Introduction

With 14 weeks of the season past, the statistics available to us are taking on more and more significance. As such, here is a post outlining my method for simulating the final Premier League table. This area has been written about extensively but what is scarce is the number of articles where (f)analysts outline their methods of running such a simulation – at least in terms that don’t require an in-depth knowledge of mathematics to fully comprehend. I must stress that I am no mathematician/statistician and that most of the information to follow I have adapted / taken from sources across the (f)analytics community. While I will make every effort to credit each of these sources, if something stands out as familiar please let me know so I can give credit where it is due.

Methodology

*Disclaimer* – This section is intended for those interested in the method behind such a simulation and my thoughts on why I have chosen to run it in this way. For those who just want the results feel free to skip this section.

The go-to method for running such an analysis is the Monte Carlo simulation. The Monte Carlo uses a random number and whether your input is above/below this number, it will either be classed as a win or a loss. This process is repeated anywhere from 100 (too few) – 1,000,000 (overkill?) times and an average of each iteration recorded. Personally, I use 10,100 iterations and discard the first 100 results, leaving 10,000 iterations for analysis. The problem with football is that you have 3 possible outcomes rather than the 2 you have in other sports such as baseball, basketball, and American football. To compensate for this, I follow Cassini’s method:

If the random number is lower than the probability of the away team winning, it is recorded as an away win.

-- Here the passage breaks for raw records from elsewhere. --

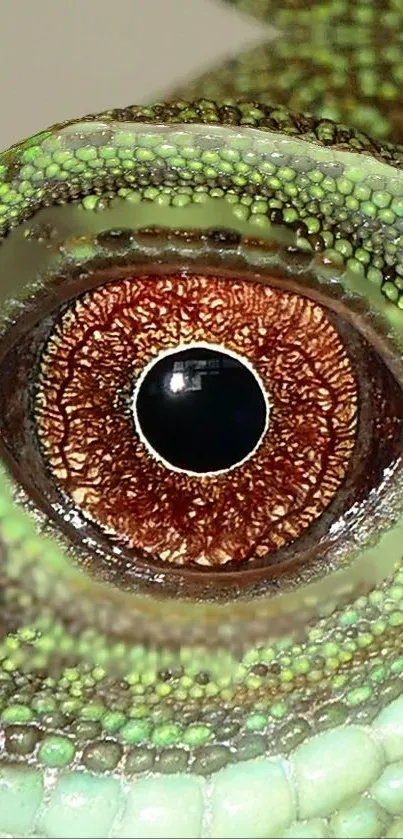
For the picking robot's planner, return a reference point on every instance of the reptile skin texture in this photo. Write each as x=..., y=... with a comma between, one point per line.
x=216, y=651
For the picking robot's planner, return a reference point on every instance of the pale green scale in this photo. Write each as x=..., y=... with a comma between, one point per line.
x=311, y=741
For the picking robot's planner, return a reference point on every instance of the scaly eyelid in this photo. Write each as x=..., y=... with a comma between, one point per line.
x=39, y=186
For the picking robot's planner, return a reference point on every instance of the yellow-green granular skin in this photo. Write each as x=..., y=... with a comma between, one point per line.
x=116, y=699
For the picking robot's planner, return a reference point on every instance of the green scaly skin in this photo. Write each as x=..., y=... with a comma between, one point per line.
x=131, y=713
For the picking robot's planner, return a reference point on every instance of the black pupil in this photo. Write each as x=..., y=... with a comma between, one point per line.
x=201, y=410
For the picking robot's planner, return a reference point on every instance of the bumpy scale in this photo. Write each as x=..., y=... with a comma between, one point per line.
x=252, y=687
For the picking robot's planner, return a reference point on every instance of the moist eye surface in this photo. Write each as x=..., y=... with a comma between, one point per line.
x=152, y=487
x=200, y=409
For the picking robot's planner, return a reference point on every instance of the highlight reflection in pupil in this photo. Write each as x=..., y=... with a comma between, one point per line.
x=200, y=409
x=98, y=349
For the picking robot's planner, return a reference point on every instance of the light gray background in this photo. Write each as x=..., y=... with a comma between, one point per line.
x=63, y=60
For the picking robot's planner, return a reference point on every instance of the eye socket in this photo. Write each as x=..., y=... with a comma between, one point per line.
x=70, y=251
x=263, y=523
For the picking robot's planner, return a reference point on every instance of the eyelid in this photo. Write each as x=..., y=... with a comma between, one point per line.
x=354, y=284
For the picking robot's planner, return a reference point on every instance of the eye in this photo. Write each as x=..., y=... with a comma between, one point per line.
x=202, y=411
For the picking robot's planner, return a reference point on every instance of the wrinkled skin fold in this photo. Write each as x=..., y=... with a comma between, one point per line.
x=198, y=679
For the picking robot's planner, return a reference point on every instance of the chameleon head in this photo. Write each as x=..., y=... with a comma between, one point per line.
x=201, y=490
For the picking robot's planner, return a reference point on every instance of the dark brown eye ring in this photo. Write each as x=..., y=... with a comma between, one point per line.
x=323, y=412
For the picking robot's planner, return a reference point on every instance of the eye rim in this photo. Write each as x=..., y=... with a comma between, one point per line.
x=221, y=587
x=316, y=133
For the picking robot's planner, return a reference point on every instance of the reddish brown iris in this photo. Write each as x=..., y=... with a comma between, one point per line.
x=89, y=366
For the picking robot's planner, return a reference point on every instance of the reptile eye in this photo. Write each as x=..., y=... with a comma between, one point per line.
x=190, y=393
x=198, y=420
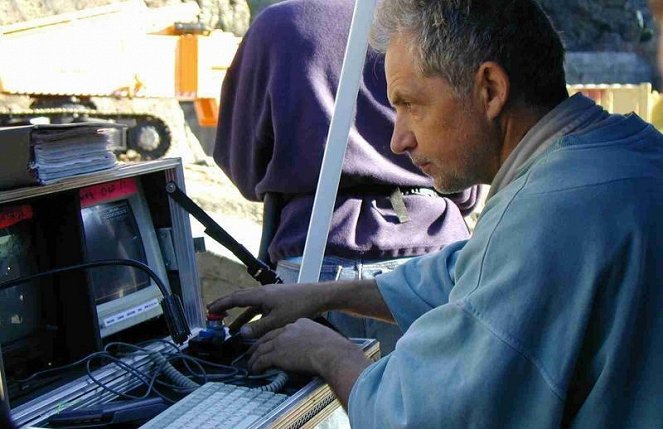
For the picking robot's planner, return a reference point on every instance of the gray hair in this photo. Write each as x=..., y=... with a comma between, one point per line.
x=452, y=38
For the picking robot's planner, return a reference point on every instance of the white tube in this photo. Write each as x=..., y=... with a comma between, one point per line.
x=337, y=141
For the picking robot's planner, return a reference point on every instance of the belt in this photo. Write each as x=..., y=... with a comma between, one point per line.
x=395, y=194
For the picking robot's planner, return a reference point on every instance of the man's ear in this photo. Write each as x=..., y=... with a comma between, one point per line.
x=493, y=88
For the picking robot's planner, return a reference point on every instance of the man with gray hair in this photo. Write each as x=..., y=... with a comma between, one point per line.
x=550, y=315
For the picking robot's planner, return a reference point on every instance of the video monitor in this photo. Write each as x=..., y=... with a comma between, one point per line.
x=117, y=225
x=20, y=305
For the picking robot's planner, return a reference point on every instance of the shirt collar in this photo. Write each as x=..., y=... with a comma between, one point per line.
x=575, y=114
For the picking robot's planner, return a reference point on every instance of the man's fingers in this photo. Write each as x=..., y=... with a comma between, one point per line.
x=260, y=353
x=268, y=337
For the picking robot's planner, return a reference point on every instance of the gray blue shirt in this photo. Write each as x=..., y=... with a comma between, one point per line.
x=551, y=315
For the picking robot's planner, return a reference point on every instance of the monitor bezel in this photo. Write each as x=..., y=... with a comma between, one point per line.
x=141, y=305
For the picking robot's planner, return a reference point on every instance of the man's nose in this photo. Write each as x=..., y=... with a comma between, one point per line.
x=402, y=139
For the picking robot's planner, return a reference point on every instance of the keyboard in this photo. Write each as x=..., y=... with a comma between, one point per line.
x=217, y=405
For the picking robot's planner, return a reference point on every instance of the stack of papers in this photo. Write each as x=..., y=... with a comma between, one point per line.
x=62, y=151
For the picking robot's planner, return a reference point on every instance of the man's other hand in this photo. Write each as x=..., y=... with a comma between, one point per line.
x=278, y=304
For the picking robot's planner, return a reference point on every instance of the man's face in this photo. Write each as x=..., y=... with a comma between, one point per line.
x=447, y=137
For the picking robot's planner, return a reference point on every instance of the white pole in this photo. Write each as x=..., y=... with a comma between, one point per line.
x=337, y=141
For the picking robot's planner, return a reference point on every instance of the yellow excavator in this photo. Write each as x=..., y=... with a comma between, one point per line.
x=134, y=62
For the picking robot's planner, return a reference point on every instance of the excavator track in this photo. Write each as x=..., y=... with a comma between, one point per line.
x=147, y=134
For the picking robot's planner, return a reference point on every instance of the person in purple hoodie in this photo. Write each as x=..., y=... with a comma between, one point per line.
x=276, y=106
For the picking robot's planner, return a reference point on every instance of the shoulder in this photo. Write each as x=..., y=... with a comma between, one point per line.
x=626, y=150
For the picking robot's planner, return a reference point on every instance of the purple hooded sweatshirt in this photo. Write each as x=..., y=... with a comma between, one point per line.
x=276, y=106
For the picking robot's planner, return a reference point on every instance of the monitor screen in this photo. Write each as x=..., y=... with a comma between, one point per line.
x=117, y=225
x=20, y=305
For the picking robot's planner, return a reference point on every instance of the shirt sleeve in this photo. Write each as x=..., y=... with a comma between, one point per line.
x=406, y=290
x=425, y=384
x=245, y=137
x=493, y=326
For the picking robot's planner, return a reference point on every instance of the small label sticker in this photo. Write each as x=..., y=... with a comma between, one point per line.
x=101, y=193
x=132, y=312
x=12, y=215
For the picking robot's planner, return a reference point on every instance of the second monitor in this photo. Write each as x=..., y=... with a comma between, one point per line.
x=117, y=225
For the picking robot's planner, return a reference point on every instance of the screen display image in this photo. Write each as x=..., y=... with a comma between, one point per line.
x=107, y=223
x=20, y=305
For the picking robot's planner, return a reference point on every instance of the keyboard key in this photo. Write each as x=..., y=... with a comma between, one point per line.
x=218, y=405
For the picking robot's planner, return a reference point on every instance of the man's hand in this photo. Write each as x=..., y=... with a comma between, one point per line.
x=278, y=304
x=283, y=304
x=308, y=347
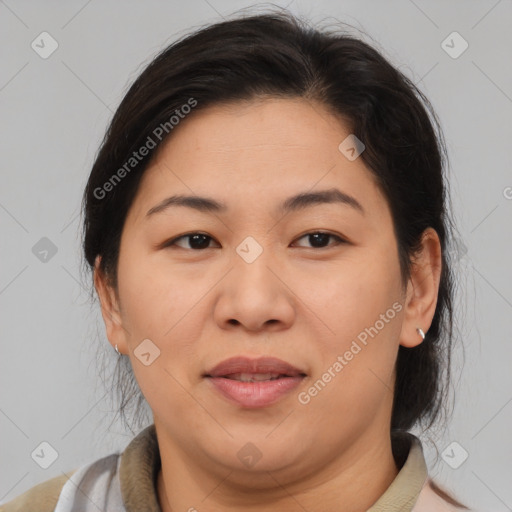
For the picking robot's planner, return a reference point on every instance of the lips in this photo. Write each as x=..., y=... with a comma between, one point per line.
x=263, y=366
x=254, y=383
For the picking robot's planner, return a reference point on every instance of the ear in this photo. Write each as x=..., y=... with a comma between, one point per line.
x=422, y=290
x=110, y=309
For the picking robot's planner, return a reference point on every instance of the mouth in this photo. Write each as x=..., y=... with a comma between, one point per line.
x=254, y=383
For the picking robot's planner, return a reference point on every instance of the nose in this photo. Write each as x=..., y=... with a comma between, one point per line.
x=256, y=296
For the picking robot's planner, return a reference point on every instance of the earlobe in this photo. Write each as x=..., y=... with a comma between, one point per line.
x=422, y=290
x=110, y=310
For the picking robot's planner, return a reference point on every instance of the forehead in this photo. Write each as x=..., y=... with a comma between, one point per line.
x=254, y=150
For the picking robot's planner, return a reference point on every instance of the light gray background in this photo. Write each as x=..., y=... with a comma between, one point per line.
x=54, y=112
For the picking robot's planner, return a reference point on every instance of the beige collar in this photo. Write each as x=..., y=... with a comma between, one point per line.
x=140, y=464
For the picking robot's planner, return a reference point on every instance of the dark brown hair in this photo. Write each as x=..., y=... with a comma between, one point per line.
x=278, y=55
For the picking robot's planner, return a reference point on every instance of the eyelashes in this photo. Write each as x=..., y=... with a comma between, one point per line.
x=200, y=241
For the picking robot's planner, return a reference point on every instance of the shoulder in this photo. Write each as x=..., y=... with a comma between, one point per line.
x=434, y=498
x=40, y=498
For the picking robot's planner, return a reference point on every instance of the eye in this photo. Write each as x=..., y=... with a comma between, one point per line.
x=198, y=241
x=319, y=239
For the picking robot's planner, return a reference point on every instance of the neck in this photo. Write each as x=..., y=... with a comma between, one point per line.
x=355, y=479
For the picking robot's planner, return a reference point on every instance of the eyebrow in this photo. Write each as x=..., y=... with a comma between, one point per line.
x=295, y=203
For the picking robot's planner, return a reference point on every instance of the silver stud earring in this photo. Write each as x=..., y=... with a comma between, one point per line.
x=421, y=333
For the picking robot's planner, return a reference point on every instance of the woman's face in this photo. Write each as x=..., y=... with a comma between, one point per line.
x=256, y=285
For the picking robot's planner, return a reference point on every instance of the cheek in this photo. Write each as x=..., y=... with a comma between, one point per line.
x=360, y=304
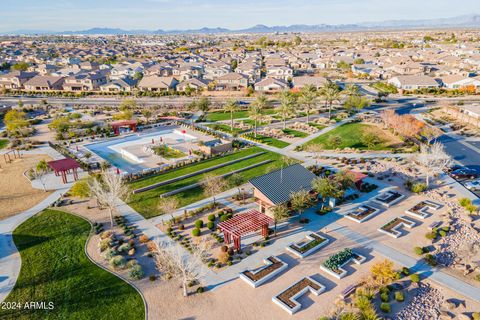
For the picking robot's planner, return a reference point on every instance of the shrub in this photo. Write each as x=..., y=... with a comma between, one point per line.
x=418, y=250
x=136, y=272
x=399, y=296
x=143, y=238
x=196, y=232
x=415, y=278
x=385, y=297
x=199, y=223
x=210, y=225
x=385, y=307
x=118, y=262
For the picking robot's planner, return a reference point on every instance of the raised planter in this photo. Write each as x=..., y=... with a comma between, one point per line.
x=391, y=228
x=362, y=213
x=388, y=198
x=305, y=248
x=287, y=299
x=273, y=266
x=340, y=272
x=420, y=210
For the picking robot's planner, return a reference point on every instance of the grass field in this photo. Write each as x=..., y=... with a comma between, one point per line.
x=295, y=133
x=56, y=269
x=222, y=116
x=3, y=143
x=351, y=136
x=146, y=203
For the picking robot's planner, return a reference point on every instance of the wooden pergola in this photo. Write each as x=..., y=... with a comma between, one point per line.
x=233, y=229
x=63, y=167
x=131, y=124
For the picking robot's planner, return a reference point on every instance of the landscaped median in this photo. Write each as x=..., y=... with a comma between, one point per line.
x=146, y=203
x=56, y=269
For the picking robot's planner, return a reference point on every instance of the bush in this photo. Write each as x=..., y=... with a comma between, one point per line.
x=196, y=232
x=385, y=307
x=399, y=296
x=415, y=278
x=418, y=250
x=418, y=187
x=210, y=225
x=118, y=262
x=136, y=272
x=199, y=224
x=385, y=297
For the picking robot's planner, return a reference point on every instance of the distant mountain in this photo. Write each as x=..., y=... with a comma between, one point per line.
x=472, y=21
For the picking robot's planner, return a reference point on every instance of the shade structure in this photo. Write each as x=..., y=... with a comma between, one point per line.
x=131, y=124
x=63, y=167
x=233, y=229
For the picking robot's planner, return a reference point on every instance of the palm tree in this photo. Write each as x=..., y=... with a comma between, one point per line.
x=231, y=106
x=308, y=96
x=330, y=93
x=280, y=213
x=286, y=107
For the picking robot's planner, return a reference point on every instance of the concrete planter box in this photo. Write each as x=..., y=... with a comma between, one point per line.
x=389, y=198
x=317, y=290
x=293, y=247
x=269, y=275
x=422, y=212
x=355, y=215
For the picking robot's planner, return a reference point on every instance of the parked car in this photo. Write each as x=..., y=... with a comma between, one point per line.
x=465, y=173
x=473, y=185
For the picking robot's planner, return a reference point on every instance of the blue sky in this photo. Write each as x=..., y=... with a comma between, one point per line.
x=62, y=15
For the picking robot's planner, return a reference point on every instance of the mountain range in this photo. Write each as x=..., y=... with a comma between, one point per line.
x=465, y=21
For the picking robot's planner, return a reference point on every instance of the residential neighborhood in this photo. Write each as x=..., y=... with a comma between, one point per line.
x=294, y=164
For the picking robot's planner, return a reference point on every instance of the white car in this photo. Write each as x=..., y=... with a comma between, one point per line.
x=473, y=185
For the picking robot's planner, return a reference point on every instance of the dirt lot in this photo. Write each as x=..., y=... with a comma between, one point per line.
x=16, y=193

If the random number is higher than an away win but lower than the chance of an away win + a draw, then the result is recorded as a draw.

If the random number is greater than that, the result is recorded as a home win.

That leads to the next issue: how do you find the probabilities for every game in the season? Bookmakers typically only price up matches for the following two weeks. If you want to simulate an entire season, you have to have a way of making your own odds.

              Formulating Probabilities:

I generally use my own rating system to formulate odds for games, but I’d need to write another article to explain my methodology for that, so for this I’m going to use TSR [Total Shot Ratio: Shots For/(Shots For + Shots Against)]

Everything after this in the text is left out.